MARRIAGE

“A Daniel come to judgment! Yea, a Daniel!

O wise young judge, how I do honour thee!”

Shakespeare’s Merchant of Venice, Act I, Sc. iv.

Cut off from Parliament for the moment (1886) David Lloyd George spent no time in vain regrets. He resumed that life of combined public and private activity which was rapidly becoming his second nature. His diaries during the following years show that he was now absorbed in his growing “practice.” But that did not prevent him from continuing his eager and active interest in public affairs. Then, as ever after, the two interests developed together.

From this time forward he steadily directed his energies to work on behalf of his own beloved little nation. Perhaps never did he quite lose sight of that high ambition to command “listening senates” which had come to him when he first sat in the Gallery at Westminster and looked down on the combats of the great parliamentary gladiators. But for the moment there was urgent work to do nearer to hand; and David Lloyd George knew the wisdom of Carlyle’s great law of conduct—“Do the Duty that lies nearest thee.”[[21]]

So he plunged into the great work for Wales which was already on foot at his own doors.

In 1886 he joined eagerly in the great Anti-Tithe campaign which was being carried on throughout North Wales by those remarkable men, Mr. Thomas Gee and Mr. John Parry. David Lloyd George became the Secretary of that League in South Carnarvonshire, and he addressed meetings throughout the district. He accompanied Mr. Gee and Mr. Parry on many of their most daring raids. He drove long distances in a small governess cart and addressed meetings in little villages away in remote districts.
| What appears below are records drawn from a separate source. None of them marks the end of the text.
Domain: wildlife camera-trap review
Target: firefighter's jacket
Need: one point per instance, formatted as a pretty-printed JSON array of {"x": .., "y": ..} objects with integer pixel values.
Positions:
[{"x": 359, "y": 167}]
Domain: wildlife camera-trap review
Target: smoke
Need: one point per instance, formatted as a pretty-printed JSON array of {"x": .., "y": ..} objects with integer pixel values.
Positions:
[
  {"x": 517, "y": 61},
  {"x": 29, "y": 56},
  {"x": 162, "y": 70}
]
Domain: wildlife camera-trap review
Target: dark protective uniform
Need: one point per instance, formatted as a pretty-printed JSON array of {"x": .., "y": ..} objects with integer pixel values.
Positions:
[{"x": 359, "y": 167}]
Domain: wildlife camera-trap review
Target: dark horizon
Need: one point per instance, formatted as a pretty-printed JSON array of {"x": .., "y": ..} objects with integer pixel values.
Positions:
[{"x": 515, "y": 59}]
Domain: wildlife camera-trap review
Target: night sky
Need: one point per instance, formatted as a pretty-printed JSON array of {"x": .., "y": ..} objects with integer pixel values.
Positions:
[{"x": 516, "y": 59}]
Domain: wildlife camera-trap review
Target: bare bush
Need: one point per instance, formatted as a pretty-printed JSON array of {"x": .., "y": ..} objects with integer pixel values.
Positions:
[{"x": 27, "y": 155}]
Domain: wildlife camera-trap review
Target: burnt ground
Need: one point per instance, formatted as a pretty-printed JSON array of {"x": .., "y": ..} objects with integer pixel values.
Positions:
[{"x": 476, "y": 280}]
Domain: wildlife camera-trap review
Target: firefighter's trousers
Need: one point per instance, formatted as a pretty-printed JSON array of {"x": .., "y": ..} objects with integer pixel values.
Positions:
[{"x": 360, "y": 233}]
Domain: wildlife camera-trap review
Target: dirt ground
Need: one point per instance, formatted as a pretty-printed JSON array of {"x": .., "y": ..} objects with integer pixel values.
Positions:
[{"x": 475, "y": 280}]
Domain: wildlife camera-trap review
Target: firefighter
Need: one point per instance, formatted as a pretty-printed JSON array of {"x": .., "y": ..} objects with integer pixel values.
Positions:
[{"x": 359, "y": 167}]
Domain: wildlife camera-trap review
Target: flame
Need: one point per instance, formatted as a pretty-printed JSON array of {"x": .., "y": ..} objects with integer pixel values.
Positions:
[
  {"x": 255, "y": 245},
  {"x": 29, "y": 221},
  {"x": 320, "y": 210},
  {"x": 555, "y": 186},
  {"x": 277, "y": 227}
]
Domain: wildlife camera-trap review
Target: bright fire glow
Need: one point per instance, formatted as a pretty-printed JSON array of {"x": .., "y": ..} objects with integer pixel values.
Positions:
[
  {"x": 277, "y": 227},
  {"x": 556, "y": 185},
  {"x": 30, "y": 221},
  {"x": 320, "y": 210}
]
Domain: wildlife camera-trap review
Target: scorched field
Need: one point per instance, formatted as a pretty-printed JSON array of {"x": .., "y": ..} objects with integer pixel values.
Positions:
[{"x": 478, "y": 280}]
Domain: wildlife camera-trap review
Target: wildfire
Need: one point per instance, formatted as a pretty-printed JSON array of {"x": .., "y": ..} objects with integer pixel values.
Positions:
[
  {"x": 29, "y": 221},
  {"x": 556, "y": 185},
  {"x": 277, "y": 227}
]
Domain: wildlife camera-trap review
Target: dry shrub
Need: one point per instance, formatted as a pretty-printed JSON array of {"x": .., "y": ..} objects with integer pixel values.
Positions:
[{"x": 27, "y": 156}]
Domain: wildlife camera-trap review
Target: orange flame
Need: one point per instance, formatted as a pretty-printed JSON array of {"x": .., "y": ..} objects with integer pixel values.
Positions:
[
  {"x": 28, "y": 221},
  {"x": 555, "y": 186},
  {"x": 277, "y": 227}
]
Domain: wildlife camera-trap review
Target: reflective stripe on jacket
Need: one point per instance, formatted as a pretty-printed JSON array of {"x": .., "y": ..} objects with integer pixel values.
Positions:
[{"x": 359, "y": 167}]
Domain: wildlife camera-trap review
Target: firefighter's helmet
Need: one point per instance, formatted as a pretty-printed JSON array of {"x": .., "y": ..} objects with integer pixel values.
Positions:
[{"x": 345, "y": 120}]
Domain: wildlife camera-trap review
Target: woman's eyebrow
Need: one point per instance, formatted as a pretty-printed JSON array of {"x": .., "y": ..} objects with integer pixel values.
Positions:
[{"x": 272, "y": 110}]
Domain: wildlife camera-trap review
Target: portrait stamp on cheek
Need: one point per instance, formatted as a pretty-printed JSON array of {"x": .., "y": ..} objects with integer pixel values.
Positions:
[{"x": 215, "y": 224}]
It was characteristic of David that he actually provoked and promoted hostility. He would hold his meetings by preference in the neighbourhood of the Parish Church or of the National School. He would regard it as his greatest triumph if he could draw the parson or the curate to come out and meet him in open warfare. One of the visions of him at this period handed down is that of a day in June 1887, when he was seen coatless and in his shirt-sleeves arguing against the curate in the open green at the village fair of Sarn Melltcyrn. He did not shrink from passive sympathy with the mild rioting which began to take place at the tithe sales resulting from the distraints that followed. His whole heart went out in sympathy to Welsh farmers compelled by law to contribute from their pocket to what they regarded as an alien Church.

The “Tithe War” gave David Lloyd George that best of training for a young public speaker—the training of public controversy in the open air. It made him quick and resourceful. Here was the best possible whetstone for his natural gift of courage. These speeches made him already a rising public champion.